Just kidding, there's more:
Step 4: But Not THAT Much More...
Roots will form at the cut, AND at the nodes, so you want to make sure the bottom of the growing nodes are snuggled firmly into the dirt, in addition to one that's IN the soil. This will give your cuttings more opportunities/spots at which to root, and thus increasing their chances of making it.
And the potting medium should be pre-moistened before the cuttings goes in. But not too wet or they will rot.
Step 5: Using Rooting Hormone
If you wanted to use rooting hormone on the ornamental plants, tap out a bit onto colored construction paper in the disposable bowl. This is just to make the white powder easier to see.
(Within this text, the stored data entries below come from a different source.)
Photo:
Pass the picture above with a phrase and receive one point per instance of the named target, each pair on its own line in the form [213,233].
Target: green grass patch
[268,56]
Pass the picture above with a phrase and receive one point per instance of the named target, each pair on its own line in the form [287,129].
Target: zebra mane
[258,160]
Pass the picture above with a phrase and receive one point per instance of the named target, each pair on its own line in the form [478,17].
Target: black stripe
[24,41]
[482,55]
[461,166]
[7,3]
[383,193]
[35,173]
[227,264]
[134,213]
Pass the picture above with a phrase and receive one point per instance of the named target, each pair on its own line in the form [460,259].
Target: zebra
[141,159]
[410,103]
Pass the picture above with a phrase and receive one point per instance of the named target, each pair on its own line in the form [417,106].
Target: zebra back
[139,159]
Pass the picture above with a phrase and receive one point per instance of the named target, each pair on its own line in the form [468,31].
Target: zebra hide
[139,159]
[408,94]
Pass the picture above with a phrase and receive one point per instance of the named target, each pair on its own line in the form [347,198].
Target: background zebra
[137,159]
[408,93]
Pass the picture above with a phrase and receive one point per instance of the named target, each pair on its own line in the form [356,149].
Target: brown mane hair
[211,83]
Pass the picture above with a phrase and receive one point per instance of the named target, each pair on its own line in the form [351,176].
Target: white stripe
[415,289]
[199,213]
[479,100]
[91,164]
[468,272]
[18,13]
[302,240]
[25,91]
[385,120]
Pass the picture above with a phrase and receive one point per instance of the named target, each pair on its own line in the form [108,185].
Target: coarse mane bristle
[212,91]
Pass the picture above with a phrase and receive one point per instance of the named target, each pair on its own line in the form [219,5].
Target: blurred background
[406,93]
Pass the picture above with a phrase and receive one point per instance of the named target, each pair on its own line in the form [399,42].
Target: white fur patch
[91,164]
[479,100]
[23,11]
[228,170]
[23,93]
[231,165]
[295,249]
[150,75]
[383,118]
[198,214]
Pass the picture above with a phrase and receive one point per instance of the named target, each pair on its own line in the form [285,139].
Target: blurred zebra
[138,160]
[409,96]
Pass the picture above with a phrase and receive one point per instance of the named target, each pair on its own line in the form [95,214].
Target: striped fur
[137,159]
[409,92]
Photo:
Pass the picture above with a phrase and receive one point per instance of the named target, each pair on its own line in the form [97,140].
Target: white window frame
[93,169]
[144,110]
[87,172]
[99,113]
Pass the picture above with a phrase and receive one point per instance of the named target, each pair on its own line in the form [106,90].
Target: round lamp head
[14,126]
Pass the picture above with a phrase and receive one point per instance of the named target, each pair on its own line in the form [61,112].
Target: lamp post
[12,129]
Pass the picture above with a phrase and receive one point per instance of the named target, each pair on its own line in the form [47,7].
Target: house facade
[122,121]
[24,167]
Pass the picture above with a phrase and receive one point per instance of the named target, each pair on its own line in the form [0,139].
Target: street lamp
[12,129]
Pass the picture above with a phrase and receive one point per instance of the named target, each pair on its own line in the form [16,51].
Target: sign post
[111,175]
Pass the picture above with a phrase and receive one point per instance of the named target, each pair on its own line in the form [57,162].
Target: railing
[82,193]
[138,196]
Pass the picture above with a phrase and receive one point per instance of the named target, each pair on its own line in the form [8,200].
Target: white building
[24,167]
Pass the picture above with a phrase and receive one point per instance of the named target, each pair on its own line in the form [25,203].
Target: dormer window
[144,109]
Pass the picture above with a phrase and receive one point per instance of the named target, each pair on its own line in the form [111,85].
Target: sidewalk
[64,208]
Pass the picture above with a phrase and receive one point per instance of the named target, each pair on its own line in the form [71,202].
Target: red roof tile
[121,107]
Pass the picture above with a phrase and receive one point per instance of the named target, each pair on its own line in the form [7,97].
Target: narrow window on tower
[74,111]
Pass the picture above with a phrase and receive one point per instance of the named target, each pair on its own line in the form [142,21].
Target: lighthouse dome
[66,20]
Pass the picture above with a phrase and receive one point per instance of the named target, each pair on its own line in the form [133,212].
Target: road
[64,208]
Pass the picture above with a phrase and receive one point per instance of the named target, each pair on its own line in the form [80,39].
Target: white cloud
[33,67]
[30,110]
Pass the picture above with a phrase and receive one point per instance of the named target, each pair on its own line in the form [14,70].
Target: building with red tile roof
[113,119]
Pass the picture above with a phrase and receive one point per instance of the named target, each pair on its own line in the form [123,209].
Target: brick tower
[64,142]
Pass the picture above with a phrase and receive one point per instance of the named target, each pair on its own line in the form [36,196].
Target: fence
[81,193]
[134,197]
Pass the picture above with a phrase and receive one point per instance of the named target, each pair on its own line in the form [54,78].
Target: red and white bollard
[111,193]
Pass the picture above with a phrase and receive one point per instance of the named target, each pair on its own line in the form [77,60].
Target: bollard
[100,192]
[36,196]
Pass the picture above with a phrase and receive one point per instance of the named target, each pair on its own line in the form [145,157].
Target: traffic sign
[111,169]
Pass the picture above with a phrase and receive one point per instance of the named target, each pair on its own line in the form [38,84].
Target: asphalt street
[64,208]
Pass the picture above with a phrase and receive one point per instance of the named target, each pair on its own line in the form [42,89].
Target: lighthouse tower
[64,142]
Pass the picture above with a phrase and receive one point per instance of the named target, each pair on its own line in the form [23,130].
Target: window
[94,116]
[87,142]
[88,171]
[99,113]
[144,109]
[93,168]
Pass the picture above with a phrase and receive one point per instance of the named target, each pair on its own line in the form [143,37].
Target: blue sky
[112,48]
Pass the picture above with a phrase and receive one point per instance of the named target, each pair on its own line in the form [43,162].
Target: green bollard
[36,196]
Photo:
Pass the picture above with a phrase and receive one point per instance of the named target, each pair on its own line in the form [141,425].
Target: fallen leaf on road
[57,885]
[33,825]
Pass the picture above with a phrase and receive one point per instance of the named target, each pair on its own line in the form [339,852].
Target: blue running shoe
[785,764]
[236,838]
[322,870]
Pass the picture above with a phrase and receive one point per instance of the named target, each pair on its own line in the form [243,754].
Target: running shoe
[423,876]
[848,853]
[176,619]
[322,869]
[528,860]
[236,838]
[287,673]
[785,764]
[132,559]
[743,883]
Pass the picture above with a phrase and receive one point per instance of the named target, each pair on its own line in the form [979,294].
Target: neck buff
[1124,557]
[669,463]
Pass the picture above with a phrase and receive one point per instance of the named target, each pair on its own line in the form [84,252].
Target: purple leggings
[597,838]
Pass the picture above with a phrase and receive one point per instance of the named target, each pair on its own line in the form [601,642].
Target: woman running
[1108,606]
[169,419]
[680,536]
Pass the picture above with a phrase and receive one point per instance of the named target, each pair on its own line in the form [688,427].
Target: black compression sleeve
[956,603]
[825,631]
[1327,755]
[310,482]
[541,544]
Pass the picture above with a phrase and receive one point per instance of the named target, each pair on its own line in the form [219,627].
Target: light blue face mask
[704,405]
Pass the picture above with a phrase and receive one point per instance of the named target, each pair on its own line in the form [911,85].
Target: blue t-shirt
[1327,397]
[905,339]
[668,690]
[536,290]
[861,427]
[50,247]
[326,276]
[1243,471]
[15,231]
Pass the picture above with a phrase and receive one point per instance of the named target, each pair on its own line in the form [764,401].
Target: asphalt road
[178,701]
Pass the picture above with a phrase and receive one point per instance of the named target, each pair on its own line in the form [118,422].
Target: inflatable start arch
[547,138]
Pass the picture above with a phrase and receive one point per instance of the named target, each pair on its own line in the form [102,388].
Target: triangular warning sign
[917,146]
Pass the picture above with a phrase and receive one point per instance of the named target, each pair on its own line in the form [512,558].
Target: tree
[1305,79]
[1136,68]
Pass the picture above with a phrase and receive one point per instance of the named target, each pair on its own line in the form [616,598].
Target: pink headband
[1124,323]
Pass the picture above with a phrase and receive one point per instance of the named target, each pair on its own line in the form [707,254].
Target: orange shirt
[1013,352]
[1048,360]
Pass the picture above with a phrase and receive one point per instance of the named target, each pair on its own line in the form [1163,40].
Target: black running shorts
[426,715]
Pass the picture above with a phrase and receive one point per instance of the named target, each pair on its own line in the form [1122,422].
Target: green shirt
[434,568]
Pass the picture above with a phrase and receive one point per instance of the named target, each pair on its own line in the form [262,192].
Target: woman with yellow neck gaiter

Prep your cutting, and dip the end into the powder. Tap off the excess, and use the brush to apply a light dusting to the node area. Stick it in the dirt.
Here, I am using this method with a salvia plant, which has the same branching system as basil, with pairs of leaves at each node. I was only able to take 3 cuttings from it, and actually made 2 more while prepping.
Step 6: Put Them in a Home
Put your cups of cuttings into their new home and loosely cover with lid or plastic wrap to keep a high humidity environment, (in a pinch, you could even use plastic zip bags). But this part is Crucial, because the high humidity is what makes this method work!
Place somewhere with bright, indirect light.
Check the moisture every few days and add a few spoons of water if needed.
*If you soaked your grocery store cuttings, allow to air dry a bit, or mold might set in.
**Also, I made these cuttings solely to share them with neighbors. If making a new pot of basil for yourself, you can skip the starter cups and root directly in the pot, to save yourself transplanting lazy...er...I mean later! Cover with plastic wrap and continue.
Step 7: Kids Are Ready to Move Out
After about 2 or 3 weeks, ideally, you should be able to see new growth: either new leaves, or increased size of the old leaves. If you're not sure, you can wait a few more days, or if you're impatient like me, grab a leaf and give it a gentle tug: if there's resistance, there's roots. But there's a chance that the whole thing will come flying out, newly formed roots and all...
And they are ready to be moved outdoors!
Here are some coleus and Persian shield cuttings that have been rooting for about 3 weeks. The reason they're so tiny is because they are just leftover scraps from when I took actual cuttings (no pic of those). I was experimenting to see how tiny a cutting can be and still make it. Apparently pretty tiny!
Step 8: Acclimating Your Cuttings
Do NOT stick newly developed cuttings out in bright sun light, even if they are sun-lovers, because they will get horribly sunburned like this poor succulent there. You will need to slowly acclimate them to increasing amounts of sunlight, called "hardening off".
The traditional method is to take your plant outside each day, and leaving it out for an hour longer each time... But you can probably guess I am wayy too lazy for that, so I will put my tray in a spot that is shady all day. Then in 2 or 3 days, move it to a spot that gets shady after 10 AM. Then to a spot that gets shady after noon, and so on, until the cuttings are fully acclimated.
Meanwhile, because of the small cups and small roots, your new cuttings are very prone to drying out, so be sure to keep them watered. I just fill the tray with an inch of water, and let them soak up as needed. I refill it every 2 or 3 days, just when it goes dry, so that the cuttings are not just sitting in water all the time.
Finally, your cuttings are ready to be potted in their permanent home, or shared with friends and neighbors.
This method should work for a number of plants with a similar upright-y growing pattern. For sprawling, long-stemmed plants like thyme, sedum, and some houseplants, I have a slightly different method of setting them up:
Hope this was clear and helpful! Happy growing!
Step 9: Bonus Tip:
Here is my secret ingredient for making the bestest pesto: Better than Bouillon Chicken Flavor
Use this instead of salt in your recipe. It will give you a much richer flavor than just salty. And when someone tells you your pesto is amazing, smile modestly and tell them "It must be the home-grown basil!"